According to state data, California’s almond crop now consumes more water than all outdoor watering combined. You read that right. Even if every Californian stopped watering their gardens tomorrow, it would not save as much water that which is used for almonds in the state. “As a consumer, it makes you ask, ‘Why should I conserve water when they’re planting 40,000 acres of almonds in the desert?'” Stokely said.

Environmentalists, however, are concerned the current record-drought conditions will only lead to dumber decisions about water. They’re worried that instead of calling for the end of water-intensive farming in the desert, Governor Jerry Brown and state water officials will double-down on their plan to build two giant water tunnels underneath the delta so that it will be easier to ship Northern California water to the dry San Joaquin Valley. “They don’t want to do what really needs to be done,” said Barbara Barrigan-Parrilla, executive director of the conservation group Restore the Delta, referring to ending water-wasting practices by Big Ag in California.

Environmentalists are also concerned that Brown and other centrist Democrats, such as US Senator Dianne Feinstein, will join with Republicans in calling for the weakening of our environmental laws in order to send water shipments to farmers in the San Joaquin Valley — even if it means driving some fish species to extinction. “At what point to we accept that we’re overusing a limited supply?” said Bill Jennings, executive director of the conservation group California Sportfishing Protection Alliance.

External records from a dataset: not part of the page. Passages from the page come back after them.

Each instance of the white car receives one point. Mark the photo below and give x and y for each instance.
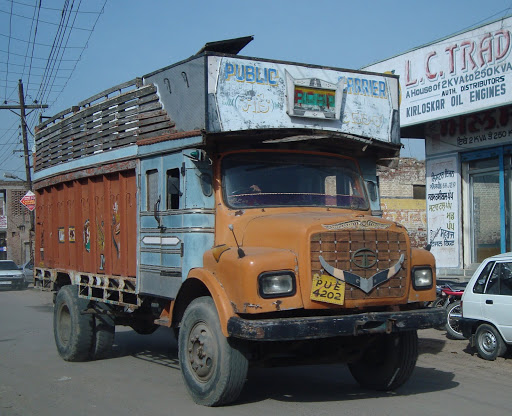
(11, 276)
(487, 307)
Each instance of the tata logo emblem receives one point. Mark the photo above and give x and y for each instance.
(364, 258)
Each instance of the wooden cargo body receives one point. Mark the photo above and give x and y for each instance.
(95, 219)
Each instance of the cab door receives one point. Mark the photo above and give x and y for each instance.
(176, 220)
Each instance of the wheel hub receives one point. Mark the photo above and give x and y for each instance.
(201, 355)
(488, 342)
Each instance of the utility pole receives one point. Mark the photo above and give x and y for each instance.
(25, 140)
(22, 107)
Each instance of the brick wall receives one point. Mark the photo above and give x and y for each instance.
(397, 198)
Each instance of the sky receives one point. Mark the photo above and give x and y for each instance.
(102, 43)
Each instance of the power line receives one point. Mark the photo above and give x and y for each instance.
(44, 21)
(51, 8)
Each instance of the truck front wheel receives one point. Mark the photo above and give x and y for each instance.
(388, 362)
(213, 369)
(73, 331)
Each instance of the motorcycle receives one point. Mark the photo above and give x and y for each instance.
(449, 296)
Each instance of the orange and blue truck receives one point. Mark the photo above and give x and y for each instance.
(234, 200)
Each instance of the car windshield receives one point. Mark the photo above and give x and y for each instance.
(8, 265)
(264, 179)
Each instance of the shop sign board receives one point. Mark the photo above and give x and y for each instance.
(29, 200)
(470, 131)
(464, 73)
(443, 179)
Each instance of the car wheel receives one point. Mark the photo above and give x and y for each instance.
(454, 313)
(213, 369)
(388, 362)
(489, 343)
(73, 330)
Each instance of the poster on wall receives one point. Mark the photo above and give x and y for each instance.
(468, 72)
(443, 182)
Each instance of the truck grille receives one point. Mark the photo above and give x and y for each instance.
(337, 249)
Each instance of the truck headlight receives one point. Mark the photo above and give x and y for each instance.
(276, 284)
(422, 278)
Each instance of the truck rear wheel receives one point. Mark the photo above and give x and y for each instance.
(73, 331)
(388, 363)
(214, 370)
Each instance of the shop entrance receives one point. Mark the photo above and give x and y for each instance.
(489, 196)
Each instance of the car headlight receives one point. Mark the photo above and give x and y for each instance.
(276, 284)
(422, 278)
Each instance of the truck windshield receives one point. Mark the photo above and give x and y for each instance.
(264, 179)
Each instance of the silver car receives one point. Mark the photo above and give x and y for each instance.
(11, 276)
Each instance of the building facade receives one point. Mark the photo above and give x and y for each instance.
(15, 242)
(402, 197)
(456, 93)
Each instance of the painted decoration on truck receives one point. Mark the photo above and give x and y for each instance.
(62, 235)
(468, 72)
(71, 234)
(116, 229)
(87, 236)
(252, 94)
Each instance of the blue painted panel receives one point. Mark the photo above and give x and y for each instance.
(195, 244)
(171, 260)
(150, 258)
(199, 220)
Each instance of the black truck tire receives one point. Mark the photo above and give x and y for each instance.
(73, 331)
(213, 369)
(388, 362)
(103, 339)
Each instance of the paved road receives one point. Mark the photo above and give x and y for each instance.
(143, 377)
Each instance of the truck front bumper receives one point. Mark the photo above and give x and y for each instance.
(290, 329)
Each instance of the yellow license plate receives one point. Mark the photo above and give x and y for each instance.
(328, 289)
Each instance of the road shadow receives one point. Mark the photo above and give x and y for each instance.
(324, 383)
(430, 345)
(314, 383)
(159, 347)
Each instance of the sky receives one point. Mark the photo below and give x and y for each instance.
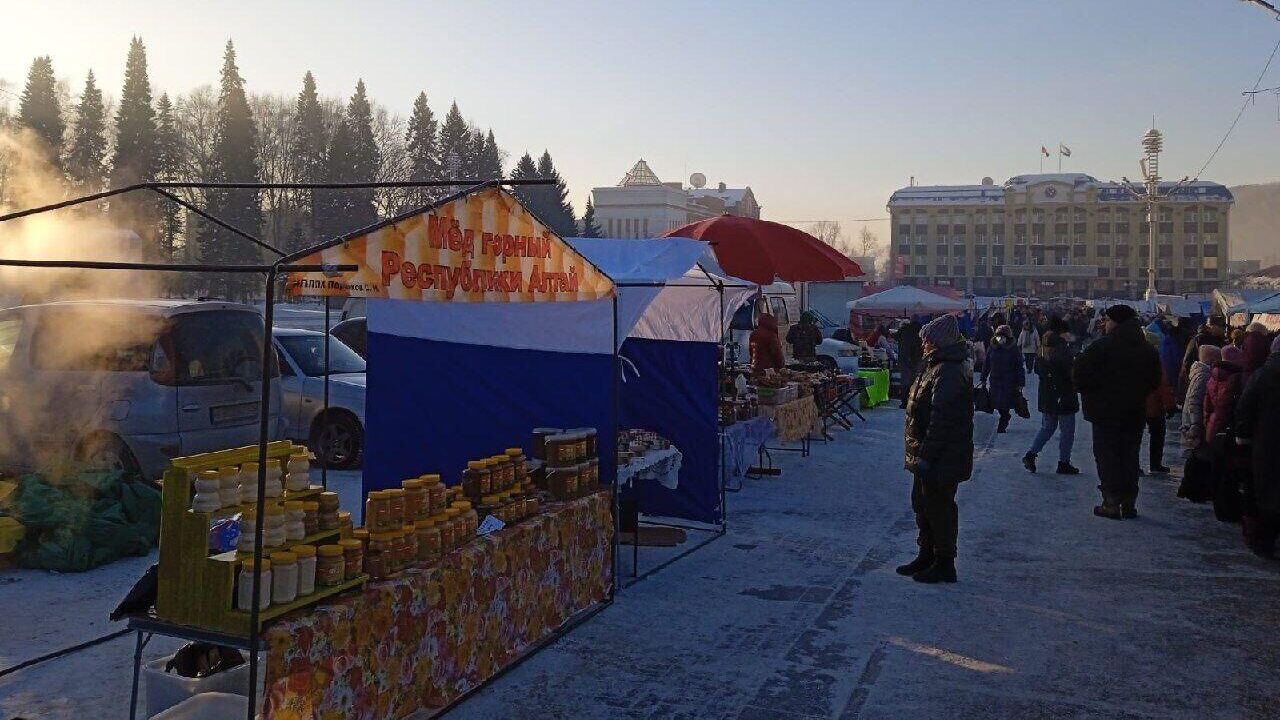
(822, 108)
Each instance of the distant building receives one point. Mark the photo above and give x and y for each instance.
(641, 205)
(1063, 233)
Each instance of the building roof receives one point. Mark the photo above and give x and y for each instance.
(639, 174)
(730, 195)
(1198, 191)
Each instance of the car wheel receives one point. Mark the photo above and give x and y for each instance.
(109, 452)
(338, 441)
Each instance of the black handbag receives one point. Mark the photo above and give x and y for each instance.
(982, 400)
(1020, 406)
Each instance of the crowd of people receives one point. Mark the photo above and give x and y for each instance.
(1130, 376)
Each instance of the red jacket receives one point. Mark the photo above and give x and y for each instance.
(766, 345)
(1224, 391)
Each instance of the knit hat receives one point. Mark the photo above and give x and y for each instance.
(1120, 313)
(941, 332)
(1234, 355)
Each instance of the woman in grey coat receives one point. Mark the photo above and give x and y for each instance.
(1196, 474)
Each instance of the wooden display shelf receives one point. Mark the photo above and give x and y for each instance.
(240, 619)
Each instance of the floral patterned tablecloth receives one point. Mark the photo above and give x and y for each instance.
(430, 634)
(794, 419)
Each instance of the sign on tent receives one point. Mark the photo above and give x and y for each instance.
(484, 246)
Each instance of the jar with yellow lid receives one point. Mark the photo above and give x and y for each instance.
(428, 541)
(352, 557)
(208, 487)
(396, 505)
(284, 577)
(245, 588)
(330, 565)
(306, 555)
(378, 560)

For their part, agricultural interests have argued that they shouldn’t be subject to rationing because they’re too important to the state. After all, they say, how would we eat without the state’s bountiful farms?

But environmentalists rightly note that no one is calling for a cutback on water use for the state’s essential food supplies. The problem is the water wasted on non-essential crops. Right now, California is producing far more almonds than state residents can consume. So much so that at least 70 percent of the state’s almond crop is now exported — much of it to China. In other words, we’re essentially exporting our water to China.

That’s absurd. And if Governor Brown and California water officials are ever going to get serious about conserving water, then they need to abandon crazy business practices — like growing water-intensive crops in the desert and spending $25 billion on water tunnels to make it happen so we can sell more nuts to China. That’s especially true now that we’ve only got one year of water left.

Reference: “California Targets Wrong Water Wasters,” East Bay Express.